Petitioner then requested the sheriff to issue a final deed of sale since there was no valid
redemption of the property. But the same was not granted so the petitioner filed a petition for
mandamus with CA.
Petitioner argued that respondents failed to comply with the rules in exercising the right of
redemption as Article 1249 of the Civil Code, which provides that payment of debts in money
shall be made in the currency stipulated, and if it is not possible to deliver such currency, then in
the currency which is legal tender in the Philippines, is applicable to such.
CA rejected petitioner’s argument but held that the validity of redemption was dependent on
the validity of the certificate of sale, which had to be resolved by the trial court.
MR was denied hence this petition for certiorari.

ISSUE:

Whether or not the checks issued by NSC are legal tender and be considered as payment for the
redemption price

HELD:

The Supreme Court held in the affirmative. If the redemptioners choose to exercise their right of
redemption, it is the policy of the law to aid rather than to defeat the right of redemption.

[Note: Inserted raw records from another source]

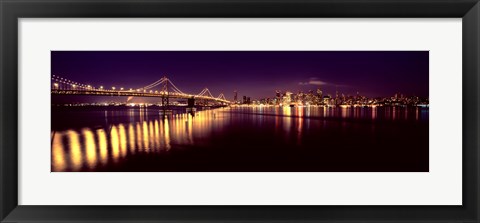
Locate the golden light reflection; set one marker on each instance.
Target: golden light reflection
(58, 155)
(114, 143)
(75, 151)
(145, 136)
(102, 145)
(167, 135)
(139, 137)
(157, 134)
(90, 148)
(151, 134)
(131, 138)
(123, 140)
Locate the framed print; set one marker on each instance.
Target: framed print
(239, 111)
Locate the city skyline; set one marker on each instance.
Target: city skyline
(256, 74)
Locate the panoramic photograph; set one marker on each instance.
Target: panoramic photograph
(239, 111)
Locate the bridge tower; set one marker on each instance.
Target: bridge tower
(165, 95)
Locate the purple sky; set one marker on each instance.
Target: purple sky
(252, 73)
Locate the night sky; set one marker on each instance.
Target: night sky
(256, 74)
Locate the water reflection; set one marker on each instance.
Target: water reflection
(88, 149)
(92, 147)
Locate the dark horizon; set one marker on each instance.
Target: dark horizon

It
stands to reason therefore, that redemptions should be looked upon with favor and where no
injury is to follow, a liberal construction will be given to our redemption laws as well as to the
exercise of the right of redemption. In the United States, it has also been held and recognized
that a payment by check or draft or bank bills or currency which is not legal tender is effective if
the officer accepts such payment. If in good faith the redemptioner pays, and the officer
receives before the expiration of the time of redemption, an ordinary banker’s check, the
payment is regarded as sufficient.
Aguilar v Lightbringers

Facts:
The case stems from a collection of sum of money case filed by the respondent against the
petitioners. The money which was borrowed were in the form of three separate checks. The
petitioners claim that they never borrowed such amount. In the MCTC proceeding, petitioners
were held in default and the trial was heard ex-parte. The MCTC ruled in favor of the
respondent. Stating, that the checks issued proved the existence of the loan transactions
between petitioner and respondent. The RTC likewise made a similar ruling with the MCTC. The
CA likewise affirmed the ruling of the RTC. Hence, this petition.

Issue:
Whether or not there was a contract of loan based on the checks issued

Held:
The Supreme Court held in the affirmative. The Court agrees with the findings of fact of the
MCTC and the RTC that a check was sufficient evidence of a loan transaction. The findings of fact
of the trial court, its calibration of the testimonies of the witnesses and its assessment of the
probative weight thereof, as well as its conclusions anchored on the findings are accorded high
respect, if not conclusive effect.
In Pacheco v. Court of Appeals, this Court has expressly recognized that a check constitutes
evidence of indebtedness and is a veritable proof of an obligation. Hence, it can be used in lieu
of and for the same purpose as a promissory note. In fact, in the seminal case of Lozano v.
Martinez, the Supreme Court pointed out that a check functions more than a promissory note
since it not only contains an undertaking to pay an amount of money but is an "order addressed
to a bank and partakes of a representation that the drawer has funds on deposit against which
the check is drawn, sufficient to ensure payment upon its presentation to the bank." This Court
reiterated this rule in the relatively recent Lim v. Mindanao Wines and Liquor Galleria stating
that a check, the entries of which are in writing, could prove a loan transaction.